Comió rápido y se fue pronto de Barcelona, no sea que trascienda que es un “enemigo del pueblo” porque en el piso en el Maresme donde vive alquila habitaciones por días para intentar completar el salario. Las clases populares lo han hecho toda la vida, pero en la narrativa oficial del Ayuntamiento de Barcelona la figura del “hogar compartido” es exactamente lo mismo que un piso turístico que gentrifica barrios y encarece el precio de los alquileres: ¡todos especuladores! 

Exhausto, pero ya en el Maresme, pasó por el supermercado para comprar comida y constatar de nuevo el brutal aumento de precios en los productos esenciales para la vida -¡el aceite de oliva ya sube el 36% en el último año!-, y al llegar a casa le esperaba la factura de la electricidad y del gas, que fue como si le quitaran medio brazo: ningún rastro aún de los grandes acuerdos políticos que supuestamente van a poner en cintura los precios de la energía sin necesidad de tocar los beneficios caídos del cielo de las multinacionales.

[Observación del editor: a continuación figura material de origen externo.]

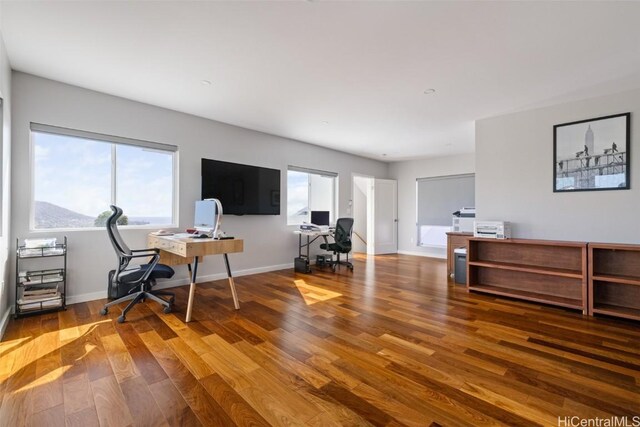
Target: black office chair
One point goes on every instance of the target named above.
(139, 278)
(342, 242)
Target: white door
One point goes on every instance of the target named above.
(384, 239)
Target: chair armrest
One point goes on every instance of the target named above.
(154, 261)
(146, 250)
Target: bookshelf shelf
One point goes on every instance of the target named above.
(614, 280)
(544, 271)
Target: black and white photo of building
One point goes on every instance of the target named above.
(592, 154)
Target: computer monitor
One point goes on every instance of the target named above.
(320, 217)
(207, 216)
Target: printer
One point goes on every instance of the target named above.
(463, 220)
(492, 229)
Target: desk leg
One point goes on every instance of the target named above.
(192, 288)
(232, 285)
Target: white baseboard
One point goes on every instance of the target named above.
(4, 322)
(74, 299)
(424, 254)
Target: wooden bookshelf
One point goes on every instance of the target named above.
(614, 280)
(545, 271)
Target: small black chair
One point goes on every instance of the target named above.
(139, 278)
(342, 242)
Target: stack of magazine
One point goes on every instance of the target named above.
(40, 289)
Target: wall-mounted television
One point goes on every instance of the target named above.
(242, 189)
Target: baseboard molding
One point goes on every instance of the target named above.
(92, 296)
(4, 322)
(75, 299)
(424, 254)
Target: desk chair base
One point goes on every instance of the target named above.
(140, 296)
(333, 264)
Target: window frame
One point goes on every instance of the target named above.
(334, 200)
(113, 141)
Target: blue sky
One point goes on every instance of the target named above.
(297, 191)
(75, 173)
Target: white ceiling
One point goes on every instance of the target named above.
(288, 68)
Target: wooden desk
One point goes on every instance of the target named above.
(187, 250)
(455, 240)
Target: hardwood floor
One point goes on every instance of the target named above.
(391, 344)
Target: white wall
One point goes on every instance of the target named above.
(406, 173)
(269, 241)
(514, 176)
(5, 181)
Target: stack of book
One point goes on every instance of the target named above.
(36, 298)
(40, 289)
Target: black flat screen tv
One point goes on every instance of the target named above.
(242, 189)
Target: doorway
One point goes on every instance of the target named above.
(362, 200)
(374, 205)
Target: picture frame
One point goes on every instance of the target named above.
(592, 154)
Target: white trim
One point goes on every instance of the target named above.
(113, 141)
(423, 254)
(4, 322)
(100, 137)
(75, 299)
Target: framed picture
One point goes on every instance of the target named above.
(592, 154)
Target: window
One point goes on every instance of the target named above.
(438, 198)
(77, 175)
(309, 190)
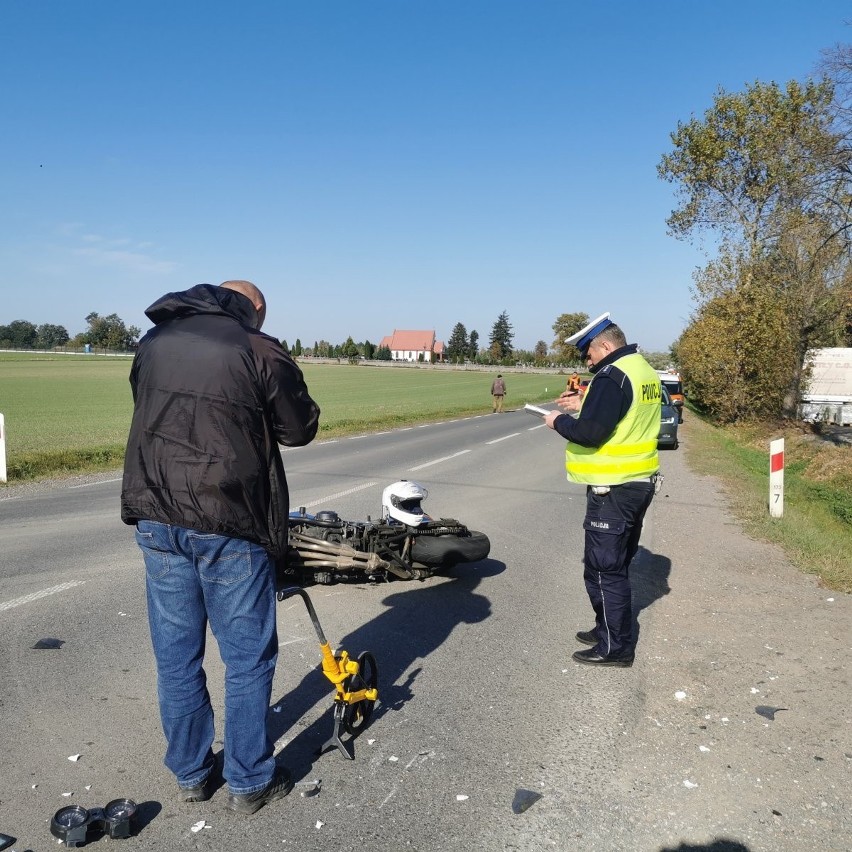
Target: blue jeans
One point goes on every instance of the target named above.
(193, 578)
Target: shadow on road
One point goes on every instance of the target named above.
(721, 844)
(418, 619)
(649, 579)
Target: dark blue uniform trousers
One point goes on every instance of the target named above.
(613, 525)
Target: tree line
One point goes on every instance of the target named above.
(108, 332)
(767, 174)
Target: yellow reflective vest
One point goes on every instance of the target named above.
(631, 451)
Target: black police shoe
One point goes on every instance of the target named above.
(592, 658)
(247, 803)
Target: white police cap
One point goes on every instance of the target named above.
(587, 334)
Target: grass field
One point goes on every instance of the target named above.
(72, 412)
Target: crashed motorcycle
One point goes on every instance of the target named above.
(405, 542)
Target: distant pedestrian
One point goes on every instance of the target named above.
(612, 450)
(204, 485)
(498, 391)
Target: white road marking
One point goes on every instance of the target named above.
(339, 494)
(438, 461)
(504, 438)
(89, 484)
(42, 594)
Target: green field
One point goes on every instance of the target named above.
(68, 413)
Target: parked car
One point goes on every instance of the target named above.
(672, 383)
(669, 419)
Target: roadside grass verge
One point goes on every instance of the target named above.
(816, 529)
(70, 414)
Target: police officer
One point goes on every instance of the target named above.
(612, 449)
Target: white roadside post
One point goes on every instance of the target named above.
(2, 449)
(776, 478)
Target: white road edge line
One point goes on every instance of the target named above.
(42, 594)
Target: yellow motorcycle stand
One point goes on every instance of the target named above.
(355, 683)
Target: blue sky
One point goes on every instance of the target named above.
(370, 165)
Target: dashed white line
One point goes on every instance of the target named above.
(339, 494)
(89, 484)
(438, 461)
(504, 438)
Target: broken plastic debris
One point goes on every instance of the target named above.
(524, 800)
(767, 712)
(48, 644)
(312, 788)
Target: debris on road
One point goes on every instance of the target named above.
(767, 712)
(524, 800)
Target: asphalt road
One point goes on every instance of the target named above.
(478, 697)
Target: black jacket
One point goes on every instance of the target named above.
(213, 399)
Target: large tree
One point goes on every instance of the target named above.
(109, 332)
(19, 334)
(502, 336)
(563, 328)
(49, 335)
(457, 346)
(473, 345)
(767, 172)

En casa le esperaba su hija, aunque apenas balbuceó un “hola”, enganchada como estaba al móvil, disfrutando de la jornada intensiva escolar que con entusiasmo las autoridades venden como un gran avance hacia la conciliación: ¡gracias!

Pese al agotamiento, y mientras calentaba un plato precocinado con procesados de toda índole -a estas horas no le quedaban ya fuerzas para ponerse a preparar comida ecológica y de proximidad, que por otro lado tampoco tenía en la nevera a causa de su elevado precio-, quiso ver el informativo en televisión, pero no aguantó demasiado tiempo: se puso muy nervioso cuando escuchó a la portavoz económica del Gobierno “más de izquierdas desde la II República” hablar de una “robusta recuperación”. Y todavía más cuando constató que el líder de la oposición de derechas trataba de capitalizar el malestar social, pese a que fue su partido el que impuso el rescate de los bancos a costa de una brutal “devaluación interior” de los trabajadores, con la pérdida del 10% del poder adquisitivo y de muchos derechos laborales.

Así que cerró el televisor, comió de mala gana y se refugió en su dormitorio, donde pensaba reírse un rato releyendo Cándido, la sátira de Voltaire, en la que el filósofo Pangloss sostiene que, a pesar de todo, vivimos en el mejor mundo posible. Pero antes se le ocurrió hojear La Vanguardia y ahí encontró un artículo de Santi Vila, uno de los políticos liberales preferidos del establishment, que opinaba que lo que el país reclama es “lujo y alegría”. 

Y ahí es cuando ya se vino abajo. No había forma de conciliar el sueño, pensando en 1917, 1933 o 1939 y tratando de imaginarse cómo iba estallar en esta ocasión el malestar social acumulado por el deterioro de la vida cotidiana y el divorcio entre la ciudadanía y las elites, y si lo haría con la misma virulencia de antaño.

Solo tomarse una pastilla para dormir le devolvió la calma. Al fin y al cabo, uno de cada cuatro trabajadores necesita somníferos para poder dormir, según la última encuesta anual sobre trabajo y salud que pilota la UAB, porcentaje que roza el 30% en las mujeres y el 36% entre el personal de emergencia sanitaria. 

Y a soñar con que mañana sí puede ser un gran día.